The best collection of papers on the net I have found is http://www.cs.unc.edu/~welch/kalman/. From there, the best understandable explanation (from which much of this is derived) is SIGGRAPH2001_CoursePack_08.pdf by Welch and Bishop. The theory part mostly follows the references, especially CoursePack 08, but is in my own words, and describes my own understanding, insights, and sometimes lack of understanding. The example parts at the end are my own work.

**Problem form**

We will work with an uncontrolled system, one in which you have no influence on, and you are just trying to observe. For example, take my day job. I work with the EVE instrument on the SDO spacecraft. It observes the current flux of ultraviolet in a particular wavelength from the Sun. The EVE instrument is attempting to measure this, but nothing the SDO satellite (or mankind as a whole) does has any influence at all on what the Sun is actually doing. We can control how well EVE works, but in this case, EVE is just an observer, passively trying to measure something it has no influence over.

The system is presumed to have an internal ''state'', an ordered set of numbers (a vector) which completely describes the part of the system we care about. We want to know this state, but it is hidden from us, and cannot be known directly. In the EVE example, the state is the actual UV flux on the Sun at a particular instant. On a robot, it is the current position and velocity of the vehicle.

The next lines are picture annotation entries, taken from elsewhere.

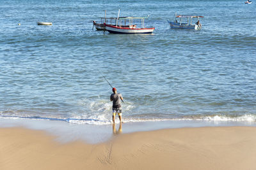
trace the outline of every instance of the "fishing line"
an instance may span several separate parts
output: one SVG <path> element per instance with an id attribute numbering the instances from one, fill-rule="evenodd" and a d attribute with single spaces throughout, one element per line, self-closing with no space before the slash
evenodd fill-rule
<path id="1" fill-rule="evenodd" d="M 102 73 L 101 73 L 100 72 L 100 74 L 101 74 L 101 76 L 105 79 L 105 80 L 106 81 L 107 81 L 107 82 L 108 82 L 108 83 L 110 85 L 110 87 L 112 88 L 112 89 L 113 89 L 113 86 L 109 83 L 109 82 L 108 81 L 108 80 L 104 77 L 104 76 L 103 76 L 103 74 L 102 74 Z M 121 101 L 124 103 L 124 101 L 122 99 L 121 99 Z"/>

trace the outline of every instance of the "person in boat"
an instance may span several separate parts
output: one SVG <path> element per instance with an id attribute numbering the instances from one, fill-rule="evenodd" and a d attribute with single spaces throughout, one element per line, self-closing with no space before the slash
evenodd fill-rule
<path id="1" fill-rule="evenodd" d="M 115 124 L 115 120 L 116 113 L 118 115 L 119 120 L 122 123 L 122 108 L 121 100 L 123 101 L 123 97 L 120 93 L 117 93 L 116 89 L 112 89 L 113 94 L 110 96 L 110 101 L 113 101 L 113 122 Z"/>

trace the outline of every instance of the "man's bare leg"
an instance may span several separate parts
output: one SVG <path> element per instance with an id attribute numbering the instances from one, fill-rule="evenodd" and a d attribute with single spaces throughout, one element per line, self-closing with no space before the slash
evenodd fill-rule
<path id="1" fill-rule="evenodd" d="M 113 123 L 115 124 L 115 116 L 113 115 L 112 118 L 113 118 Z"/>
<path id="2" fill-rule="evenodd" d="M 120 124 L 122 123 L 122 116 L 118 116 L 119 120 L 120 121 Z"/>

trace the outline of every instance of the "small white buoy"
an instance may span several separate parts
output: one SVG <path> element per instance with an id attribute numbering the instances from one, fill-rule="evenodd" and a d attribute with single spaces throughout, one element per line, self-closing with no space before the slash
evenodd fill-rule
<path id="1" fill-rule="evenodd" d="M 52 25 L 52 22 L 38 22 L 37 25 Z"/>

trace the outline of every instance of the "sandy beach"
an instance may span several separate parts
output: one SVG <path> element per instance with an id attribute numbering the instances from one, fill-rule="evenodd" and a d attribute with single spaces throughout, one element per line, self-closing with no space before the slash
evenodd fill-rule
<path id="1" fill-rule="evenodd" d="M 256 127 L 196 127 L 60 143 L 42 131 L 0 129 L 0 169 L 255 169 Z"/>

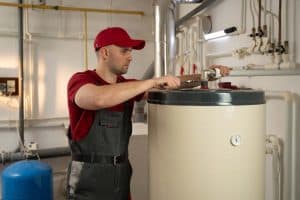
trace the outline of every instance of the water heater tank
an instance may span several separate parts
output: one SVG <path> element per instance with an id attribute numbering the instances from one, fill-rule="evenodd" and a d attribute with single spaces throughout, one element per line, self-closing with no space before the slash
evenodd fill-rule
<path id="1" fill-rule="evenodd" d="M 151 91 L 150 200 L 264 200 L 265 96 Z"/>
<path id="2" fill-rule="evenodd" d="M 39 161 L 19 161 L 2 172 L 2 200 L 53 200 L 51 167 Z"/>

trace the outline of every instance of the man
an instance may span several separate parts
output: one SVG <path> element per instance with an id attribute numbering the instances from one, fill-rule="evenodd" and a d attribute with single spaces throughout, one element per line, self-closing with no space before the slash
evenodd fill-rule
<path id="1" fill-rule="evenodd" d="M 122 28 L 107 28 L 94 41 L 96 69 L 76 73 L 68 83 L 69 200 L 130 199 L 128 143 L 134 101 L 146 98 L 151 88 L 180 86 L 174 76 L 143 81 L 122 76 L 132 61 L 132 50 L 144 46 L 145 41 L 131 39 Z M 227 73 L 225 68 L 221 71 Z"/>

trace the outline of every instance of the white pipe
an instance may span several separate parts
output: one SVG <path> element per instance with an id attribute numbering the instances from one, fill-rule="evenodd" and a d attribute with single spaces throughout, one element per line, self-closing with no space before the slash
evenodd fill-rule
<path id="1" fill-rule="evenodd" d="M 267 100 L 283 100 L 286 102 L 286 143 L 284 148 L 283 169 L 283 199 L 295 200 L 296 183 L 296 96 L 291 92 L 271 91 L 266 92 Z"/>
<path id="2" fill-rule="evenodd" d="M 281 200 L 281 187 L 282 187 L 282 153 L 280 139 L 275 135 L 267 136 L 267 154 L 272 154 L 273 165 L 273 193 L 274 200 Z M 268 144 L 271 145 L 268 146 Z"/>
<path id="3" fill-rule="evenodd" d="M 297 110 L 298 110 L 298 102 L 296 94 L 292 94 L 292 136 L 291 136 L 291 144 L 292 144 L 292 155 L 291 155 L 291 200 L 296 200 L 296 165 L 297 165 L 297 148 L 296 148 L 296 139 L 297 139 Z"/>
<path id="4" fill-rule="evenodd" d="M 160 77 L 162 75 L 162 56 L 161 50 L 163 45 L 161 44 L 162 35 L 161 35 L 161 25 L 162 19 L 160 15 L 160 6 L 157 1 L 154 0 L 154 38 L 155 38 L 155 45 L 154 45 L 154 76 Z"/>

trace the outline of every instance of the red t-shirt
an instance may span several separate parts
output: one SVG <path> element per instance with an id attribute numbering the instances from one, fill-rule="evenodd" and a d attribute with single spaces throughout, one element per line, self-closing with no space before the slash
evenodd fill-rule
<path id="1" fill-rule="evenodd" d="M 134 79 L 125 79 L 123 76 L 117 77 L 117 82 L 136 81 Z M 87 70 L 85 72 L 78 72 L 74 74 L 68 83 L 68 107 L 71 126 L 72 140 L 78 141 L 83 139 L 89 132 L 93 124 L 94 117 L 97 111 L 84 110 L 78 107 L 75 103 L 75 94 L 78 89 L 87 84 L 95 85 L 109 85 L 105 80 L 99 77 L 95 70 Z M 130 99 L 131 111 L 133 109 L 134 101 L 140 101 L 144 94 L 140 94 Z M 108 108 L 111 111 L 122 112 L 124 110 L 124 103 Z"/>

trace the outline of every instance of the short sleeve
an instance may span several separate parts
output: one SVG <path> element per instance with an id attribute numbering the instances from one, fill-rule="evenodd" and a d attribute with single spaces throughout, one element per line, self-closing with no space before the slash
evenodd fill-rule
<path id="1" fill-rule="evenodd" d="M 74 103 L 74 98 L 79 88 L 88 83 L 94 83 L 93 79 L 91 79 L 88 74 L 74 74 L 68 83 L 68 100 Z"/>

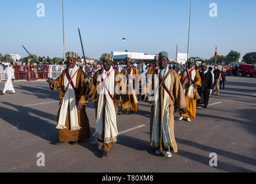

We make a certain set of observations at one particular instant. Each of these observations is also a vector, but there may be more, less, or the same number of components as in the state. The observations help us learn about the state, but the observations are corrupted by measurement noise, and so do not perfectly describe the state. In the EVE example, the observation is the number of DNs (Data Numbers, the units of the raw value reported by an Analog-to-Digital converter) that the instrument records at a particular instant. A robot may use accelerometers, gyros, GPS, compasses, odometers, etc. This number may be calibrated into some physical unit, but still has an unavoidable amount of noise on it.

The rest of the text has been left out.